Walking Shadow Theatre Company is a small company that husbands its resources wisely and efficiently. So the credits for not only a "Blood Designer" but two "Blood Assistants" in the program for "The Coward" raised an eyebrow.

Indeed, there will be blood in this finicky comedy, but it has more in common with a "Saturday Night Live" sketch than a Wes Craven film β€” an absurd spoof of the idea that shooting someone represents virile honor.

Playwright Nick Jones, best known for TV's "Orange Is the New Black," dresses his satire of the once-fashionable practice of dueling in the foppish trappings of 18th-century Britain.

A boorish, prominent member of society is incensed that his son Lucidus quailed when another man called his horse fat. Future acts of effrontery must be met with the challenge of a duel, the father states. The weak-kneed Lucidus responds obediently and when an old man gives him the stink eye, the game is on.

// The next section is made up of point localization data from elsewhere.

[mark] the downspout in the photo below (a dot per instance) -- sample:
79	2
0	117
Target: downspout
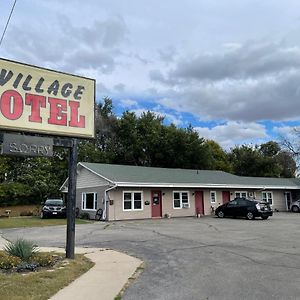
106	200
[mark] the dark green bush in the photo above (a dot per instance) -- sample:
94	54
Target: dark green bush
8	262
27	267
43	259
21	248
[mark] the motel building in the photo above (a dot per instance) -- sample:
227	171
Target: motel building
132	192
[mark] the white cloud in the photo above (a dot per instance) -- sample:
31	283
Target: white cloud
234	133
128	103
235	61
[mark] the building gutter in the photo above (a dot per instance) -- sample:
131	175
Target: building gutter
104	215
201	186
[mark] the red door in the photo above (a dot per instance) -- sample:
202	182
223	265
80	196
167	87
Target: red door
156	204
226	196
199	204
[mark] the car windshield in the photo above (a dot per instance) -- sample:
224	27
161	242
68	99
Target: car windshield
54	202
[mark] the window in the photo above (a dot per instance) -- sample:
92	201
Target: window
181	200
132	201
232	203
89	201
242	194
213	197
268	197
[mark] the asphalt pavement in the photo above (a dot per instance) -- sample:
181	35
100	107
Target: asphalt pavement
189	258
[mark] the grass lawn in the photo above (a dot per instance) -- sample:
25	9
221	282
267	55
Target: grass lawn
42	284
16	222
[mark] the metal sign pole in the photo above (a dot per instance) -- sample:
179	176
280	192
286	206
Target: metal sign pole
70	244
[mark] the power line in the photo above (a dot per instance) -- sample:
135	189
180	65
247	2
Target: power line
11	12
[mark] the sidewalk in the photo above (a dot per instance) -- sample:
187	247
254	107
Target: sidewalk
104	281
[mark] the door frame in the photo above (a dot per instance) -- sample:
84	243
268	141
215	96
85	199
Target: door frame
160	203
202	203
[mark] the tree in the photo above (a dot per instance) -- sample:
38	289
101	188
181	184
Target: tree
219	158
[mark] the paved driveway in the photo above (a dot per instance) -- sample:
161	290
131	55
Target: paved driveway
191	258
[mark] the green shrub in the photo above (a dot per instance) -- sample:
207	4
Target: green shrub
21	248
43	259
26	267
8	262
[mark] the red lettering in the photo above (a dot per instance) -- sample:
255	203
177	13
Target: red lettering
58	109
36	103
74	122
11	105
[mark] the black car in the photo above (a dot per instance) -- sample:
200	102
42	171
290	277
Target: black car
53	208
242	207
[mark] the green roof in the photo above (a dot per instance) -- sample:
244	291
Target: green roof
121	174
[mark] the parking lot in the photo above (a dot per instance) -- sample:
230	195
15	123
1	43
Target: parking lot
189	258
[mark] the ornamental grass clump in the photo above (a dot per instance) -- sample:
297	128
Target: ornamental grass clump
21	248
8	262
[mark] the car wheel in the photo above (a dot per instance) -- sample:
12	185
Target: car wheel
250	215
220	214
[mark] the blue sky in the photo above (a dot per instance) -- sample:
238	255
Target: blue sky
230	68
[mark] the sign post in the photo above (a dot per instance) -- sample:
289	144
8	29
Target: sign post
71	204
46	102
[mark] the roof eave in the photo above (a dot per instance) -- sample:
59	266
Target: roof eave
198	185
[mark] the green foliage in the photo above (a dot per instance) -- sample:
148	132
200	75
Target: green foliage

Jones dots his dialogue with profanity and the odd anachronism ("We'd be a power couple!" exclaims an enthusiastic young woman) so the effect of the play is an artificial universe in which old customs stand in for modern memes of revenge and glory ("American Sniper," anyone?).

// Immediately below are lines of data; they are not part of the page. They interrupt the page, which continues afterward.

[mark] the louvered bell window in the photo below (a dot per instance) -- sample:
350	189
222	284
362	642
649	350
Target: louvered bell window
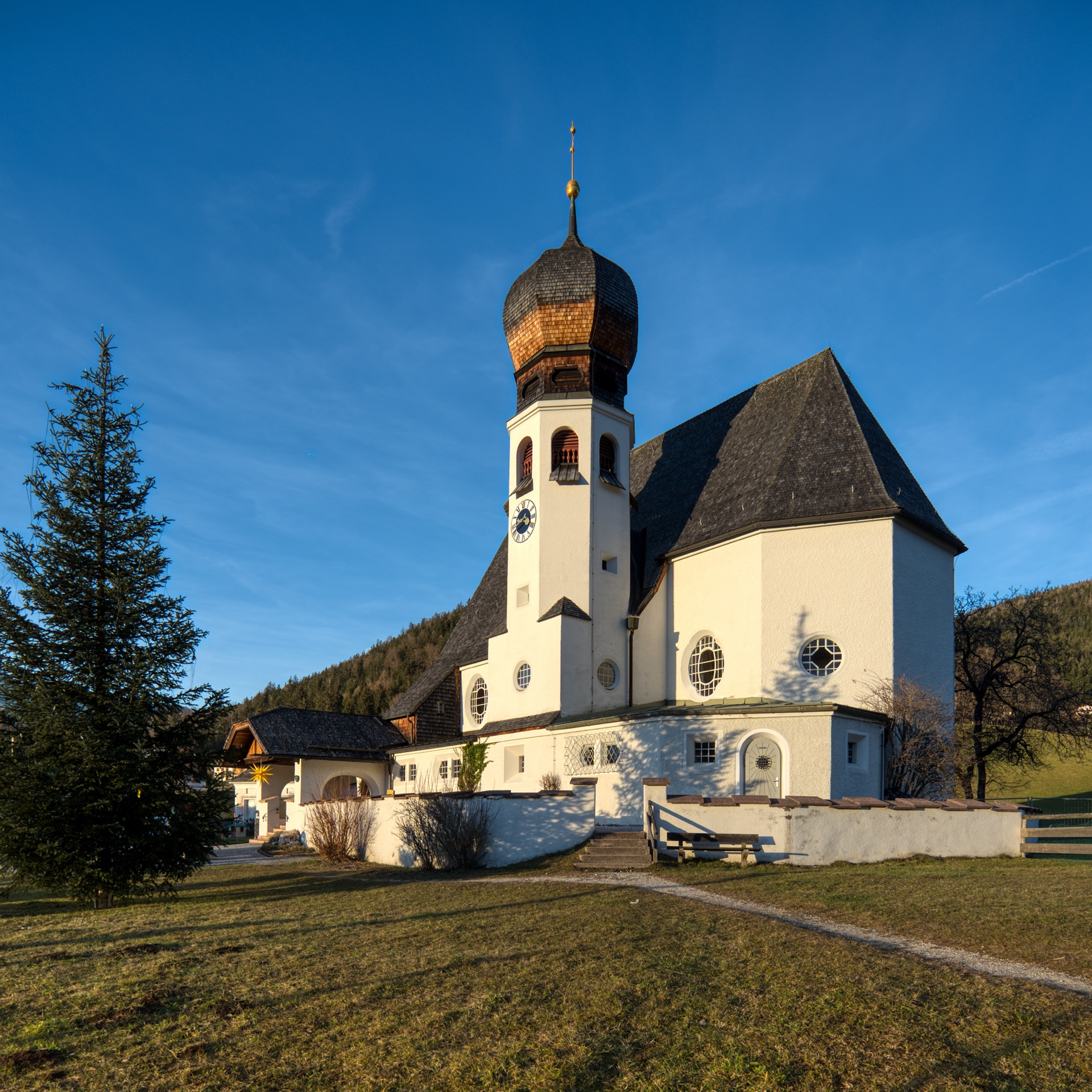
566	458
524	466
607	466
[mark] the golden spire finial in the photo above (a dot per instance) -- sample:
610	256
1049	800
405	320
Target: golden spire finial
573	187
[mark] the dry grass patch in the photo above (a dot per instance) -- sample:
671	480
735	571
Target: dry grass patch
297	979
1033	911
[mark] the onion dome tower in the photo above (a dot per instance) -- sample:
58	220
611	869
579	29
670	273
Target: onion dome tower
572	321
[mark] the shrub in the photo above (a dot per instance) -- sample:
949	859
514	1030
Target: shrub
341	830
473	766
447	830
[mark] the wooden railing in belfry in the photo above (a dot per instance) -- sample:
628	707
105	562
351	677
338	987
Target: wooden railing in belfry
1068	833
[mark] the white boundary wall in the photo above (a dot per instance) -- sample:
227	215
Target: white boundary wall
824	834
524	826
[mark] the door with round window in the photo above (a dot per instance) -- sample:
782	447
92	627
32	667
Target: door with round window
763	768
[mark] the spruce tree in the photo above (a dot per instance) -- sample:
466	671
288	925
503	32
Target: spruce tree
107	764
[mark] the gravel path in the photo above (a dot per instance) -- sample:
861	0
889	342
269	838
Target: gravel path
934	954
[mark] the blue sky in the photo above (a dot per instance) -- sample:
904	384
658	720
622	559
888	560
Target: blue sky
300	223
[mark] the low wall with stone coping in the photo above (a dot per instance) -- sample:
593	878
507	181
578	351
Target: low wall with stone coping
814	832
524	825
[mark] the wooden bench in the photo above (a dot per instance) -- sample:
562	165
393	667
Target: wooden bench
744	843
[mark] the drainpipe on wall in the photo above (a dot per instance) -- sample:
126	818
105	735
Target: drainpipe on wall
631	623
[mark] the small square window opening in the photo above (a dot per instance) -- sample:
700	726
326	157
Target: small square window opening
705	751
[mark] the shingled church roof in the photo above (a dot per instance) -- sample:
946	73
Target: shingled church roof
799	448
485	616
309	733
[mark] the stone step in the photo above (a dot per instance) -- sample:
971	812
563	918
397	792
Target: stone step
606	864
619	855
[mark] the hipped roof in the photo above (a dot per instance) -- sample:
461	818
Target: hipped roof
799	448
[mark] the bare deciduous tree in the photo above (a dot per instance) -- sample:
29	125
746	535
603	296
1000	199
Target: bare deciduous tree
447	830
917	737
341	830
1012	702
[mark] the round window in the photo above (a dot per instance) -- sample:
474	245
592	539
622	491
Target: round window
479	700
707	667
820	656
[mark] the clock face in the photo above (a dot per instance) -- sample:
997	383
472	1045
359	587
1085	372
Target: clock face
523	520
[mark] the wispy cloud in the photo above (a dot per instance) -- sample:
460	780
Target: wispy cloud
1042	269
343	211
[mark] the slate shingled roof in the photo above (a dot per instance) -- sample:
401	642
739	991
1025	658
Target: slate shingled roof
567	607
485	616
308	733
800	448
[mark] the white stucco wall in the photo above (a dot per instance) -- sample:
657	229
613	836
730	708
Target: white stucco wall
924	594
813	745
880	590
523	827
821	835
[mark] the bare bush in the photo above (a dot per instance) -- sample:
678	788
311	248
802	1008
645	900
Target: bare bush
917	738
341	830
447	830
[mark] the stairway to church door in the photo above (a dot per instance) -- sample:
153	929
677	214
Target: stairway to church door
763	768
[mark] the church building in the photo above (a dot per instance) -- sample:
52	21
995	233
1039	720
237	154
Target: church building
710	606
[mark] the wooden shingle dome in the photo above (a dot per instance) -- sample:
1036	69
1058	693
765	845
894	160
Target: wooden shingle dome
570	321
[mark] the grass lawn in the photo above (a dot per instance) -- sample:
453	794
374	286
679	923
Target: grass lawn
1070	777
291	977
1033	911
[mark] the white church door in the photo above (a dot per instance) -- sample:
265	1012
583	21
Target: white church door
763	768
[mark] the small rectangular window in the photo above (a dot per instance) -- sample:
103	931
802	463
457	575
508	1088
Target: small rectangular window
705	751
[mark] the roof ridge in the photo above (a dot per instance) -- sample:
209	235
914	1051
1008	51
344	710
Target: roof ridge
802	403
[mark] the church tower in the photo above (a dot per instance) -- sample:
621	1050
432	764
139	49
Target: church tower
572	324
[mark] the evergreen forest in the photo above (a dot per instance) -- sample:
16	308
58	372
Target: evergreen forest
371	681
367	682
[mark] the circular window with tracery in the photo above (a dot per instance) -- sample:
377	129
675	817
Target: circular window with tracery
820	656
479	700
707	667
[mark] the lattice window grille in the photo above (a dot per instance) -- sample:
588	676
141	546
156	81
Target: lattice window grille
707	667
599	752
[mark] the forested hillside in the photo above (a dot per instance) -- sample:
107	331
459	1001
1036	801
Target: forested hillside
367	682
1075	607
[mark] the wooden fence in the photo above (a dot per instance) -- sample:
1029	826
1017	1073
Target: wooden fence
1067	833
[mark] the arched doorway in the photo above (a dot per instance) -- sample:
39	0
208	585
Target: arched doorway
763	768
344	788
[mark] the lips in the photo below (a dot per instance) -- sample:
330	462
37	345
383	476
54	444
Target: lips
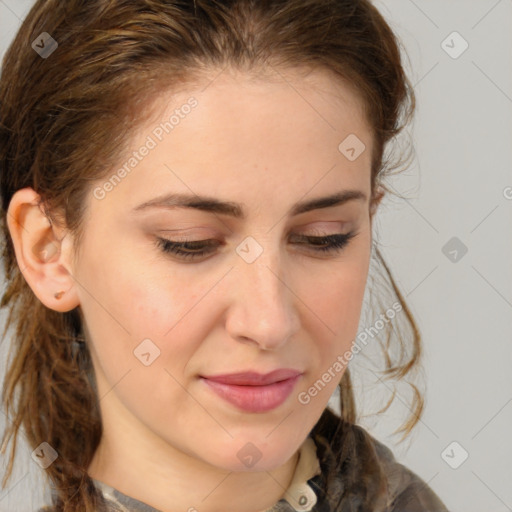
254	392
254	378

The playwright overreaches his material by at least a half-hour. "The Coward" could be a sharp stiletto at 75 minutes. Instead, two hours of lurching and fumbling finally gets us to that deliciously bloody duel that in "Hamlet" might be termed a tragedy. Here, actor Suzie Juul couldn't keep a straight face on Friday's opening night, daubed with more blood than "Carrie" on prom night.

Director Amy Rummenie has cast her actors cross-gender. It's a reasonable choice, given the thinness of this material, but it largely has the effect of confusion. Jones wrote his men as fancy lads who enjoy a good pie-tasting of an afternoon. That such dandies would find honor in the macho art of legal murder has an ironic tang.

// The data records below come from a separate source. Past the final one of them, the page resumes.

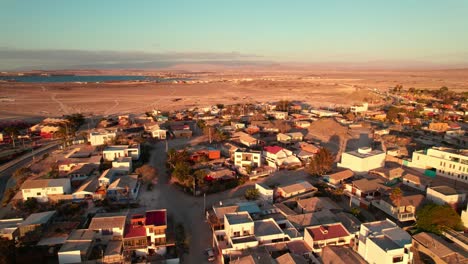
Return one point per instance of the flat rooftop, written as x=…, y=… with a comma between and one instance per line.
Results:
x=238, y=218
x=266, y=228
x=385, y=243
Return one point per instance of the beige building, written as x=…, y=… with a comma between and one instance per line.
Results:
x=446, y=162
x=43, y=188
x=362, y=160
x=384, y=242
x=445, y=195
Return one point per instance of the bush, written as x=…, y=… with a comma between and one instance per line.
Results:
x=8, y=195
x=252, y=194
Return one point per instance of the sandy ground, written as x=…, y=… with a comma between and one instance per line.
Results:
x=25, y=100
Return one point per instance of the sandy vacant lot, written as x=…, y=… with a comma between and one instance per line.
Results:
x=318, y=88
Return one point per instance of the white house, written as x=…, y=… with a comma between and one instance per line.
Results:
x=363, y=191
x=108, y=226
x=124, y=187
x=77, y=247
x=111, y=153
x=123, y=163
x=384, y=242
x=289, y=137
x=464, y=217
x=267, y=231
x=287, y=191
x=278, y=114
x=247, y=158
x=446, y=162
x=445, y=195
x=101, y=138
x=404, y=210
x=417, y=182
x=266, y=193
x=362, y=160
x=359, y=108
x=41, y=189
x=321, y=236
x=277, y=156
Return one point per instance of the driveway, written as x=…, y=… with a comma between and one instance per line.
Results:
x=187, y=209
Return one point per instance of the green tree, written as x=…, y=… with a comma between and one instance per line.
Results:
x=321, y=163
x=252, y=194
x=148, y=173
x=396, y=195
x=436, y=218
x=182, y=172
x=176, y=156
x=7, y=251
x=12, y=132
x=282, y=105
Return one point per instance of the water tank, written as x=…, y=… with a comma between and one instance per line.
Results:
x=365, y=150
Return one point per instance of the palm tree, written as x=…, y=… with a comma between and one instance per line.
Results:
x=396, y=195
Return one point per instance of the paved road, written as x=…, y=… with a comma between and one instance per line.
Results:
x=7, y=169
x=187, y=209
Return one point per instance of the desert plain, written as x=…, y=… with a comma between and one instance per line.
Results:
x=317, y=88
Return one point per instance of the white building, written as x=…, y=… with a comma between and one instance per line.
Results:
x=277, y=156
x=445, y=195
x=247, y=158
x=362, y=160
x=101, y=138
x=384, y=242
x=278, y=114
x=323, y=113
x=41, y=189
x=111, y=153
x=108, y=226
x=360, y=108
x=123, y=163
x=321, y=236
x=447, y=162
x=266, y=193
x=464, y=217
x=77, y=247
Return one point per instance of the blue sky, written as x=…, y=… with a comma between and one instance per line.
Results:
x=358, y=31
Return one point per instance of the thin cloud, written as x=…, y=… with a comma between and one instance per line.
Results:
x=61, y=58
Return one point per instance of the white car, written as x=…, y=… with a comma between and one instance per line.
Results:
x=210, y=254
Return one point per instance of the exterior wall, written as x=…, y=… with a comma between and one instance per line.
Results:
x=414, y=185
x=404, y=213
x=122, y=164
x=41, y=194
x=159, y=134
x=464, y=217
x=110, y=155
x=265, y=194
x=101, y=139
x=69, y=257
x=243, y=159
x=445, y=163
x=317, y=246
x=361, y=165
x=441, y=199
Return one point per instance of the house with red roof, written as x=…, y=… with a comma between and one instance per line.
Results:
x=146, y=233
x=277, y=157
x=321, y=236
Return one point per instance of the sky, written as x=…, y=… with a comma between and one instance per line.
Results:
x=111, y=33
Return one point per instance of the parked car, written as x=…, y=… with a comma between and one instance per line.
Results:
x=210, y=254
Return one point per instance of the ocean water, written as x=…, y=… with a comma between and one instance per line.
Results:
x=85, y=78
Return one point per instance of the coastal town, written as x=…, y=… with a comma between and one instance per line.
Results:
x=284, y=181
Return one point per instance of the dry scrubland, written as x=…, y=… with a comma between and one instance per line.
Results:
x=318, y=88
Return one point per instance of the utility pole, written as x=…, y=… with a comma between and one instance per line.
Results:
x=209, y=134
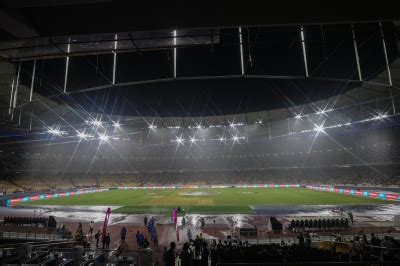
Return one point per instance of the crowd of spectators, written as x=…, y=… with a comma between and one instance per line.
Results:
x=334, y=176
x=319, y=224
x=357, y=250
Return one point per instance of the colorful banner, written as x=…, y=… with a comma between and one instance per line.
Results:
x=14, y=201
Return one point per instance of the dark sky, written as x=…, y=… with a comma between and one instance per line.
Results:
x=272, y=51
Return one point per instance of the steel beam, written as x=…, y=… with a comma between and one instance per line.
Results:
x=303, y=44
x=174, y=33
x=115, y=57
x=33, y=80
x=66, y=68
x=241, y=50
x=356, y=52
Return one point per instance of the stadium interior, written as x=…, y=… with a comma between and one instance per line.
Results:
x=163, y=138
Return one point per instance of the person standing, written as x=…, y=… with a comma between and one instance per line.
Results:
x=123, y=234
x=190, y=236
x=183, y=221
x=108, y=240
x=91, y=225
x=170, y=255
x=204, y=255
x=97, y=237
x=186, y=255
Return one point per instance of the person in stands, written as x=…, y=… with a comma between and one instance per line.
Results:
x=97, y=237
x=204, y=255
x=91, y=225
x=123, y=234
x=108, y=240
x=186, y=255
x=170, y=255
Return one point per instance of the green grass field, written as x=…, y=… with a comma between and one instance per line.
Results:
x=226, y=200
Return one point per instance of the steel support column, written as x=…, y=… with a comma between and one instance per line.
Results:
x=303, y=44
x=11, y=97
x=33, y=80
x=174, y=33
x=356, y=52
x=30, y=122
x=115, y=57
x=387, y=65
x=20, y=115
x=241, y=51
x=66, y=68
x=15, y=97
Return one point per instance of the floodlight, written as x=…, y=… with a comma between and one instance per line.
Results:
x=96, y=122
x=319, y=128
x=56, y=132
x=116, y=124
x=103, y=137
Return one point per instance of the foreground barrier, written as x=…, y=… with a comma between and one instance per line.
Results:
x=14, y=201
x=358, y=192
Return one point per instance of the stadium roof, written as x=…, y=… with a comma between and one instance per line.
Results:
x=206, y=79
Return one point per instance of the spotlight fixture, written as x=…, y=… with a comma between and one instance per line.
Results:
x=96, y=122
x=103, y=137
x=82, y=135
x=116, y=124
x=319, y=128
x=55, y=132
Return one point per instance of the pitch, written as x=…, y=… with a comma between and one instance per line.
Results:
x=226, y=200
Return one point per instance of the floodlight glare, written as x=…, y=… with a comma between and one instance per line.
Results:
x=103, y=137
x=319, y=128
x=82, y=135
x=97, y=122
x=54, y=132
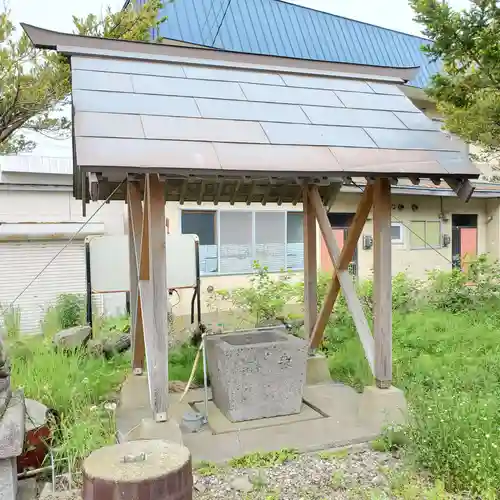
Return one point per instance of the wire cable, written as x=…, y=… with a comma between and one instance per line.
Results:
x=221, y=22
x=399, y=221
x=67, y=244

Is Rummenie perhaps suggesting that women are just as capable of summoning up enough stupid testosterone to settle scores with a gun? That's a reasonable thought, but Jones' satire of masculinity β€” the one thing the play has going for it β€” loses a bit of its sting. Briana Patnode's Lucidus never strikes us as mannish or even distinctive in any way. Neither do her chaps, Juul and Shelby Rose Richardson. Charlotte Calvert plays a mercenary who enjoys the chance to take Lucidus' place in duels, but Calvert would never be confused with a thug.

Only Jean Wolff as the fatuous and blood-happy father, and Linda Sue Anderson, as a doddering but sly old servant, feel full as characters. Wolff particularly harrumphs in a way that betrays the taste of red meat in her mouth.

Actor Chase Burns, who crosses over to play Isabelle, quite steals the show with his ridiculous performance. He turns what had been a straight-ahead comedy into an absurd farce, which seems to be the direction Rummenie wanted to take this entire enterprise.

Too much, though, lands as tiresome gruel. So thank you, Tyler Olsen of RawRedMeat Productions and your assistants for turning on the hemoglobin. Just wish we could have gotten there sooner.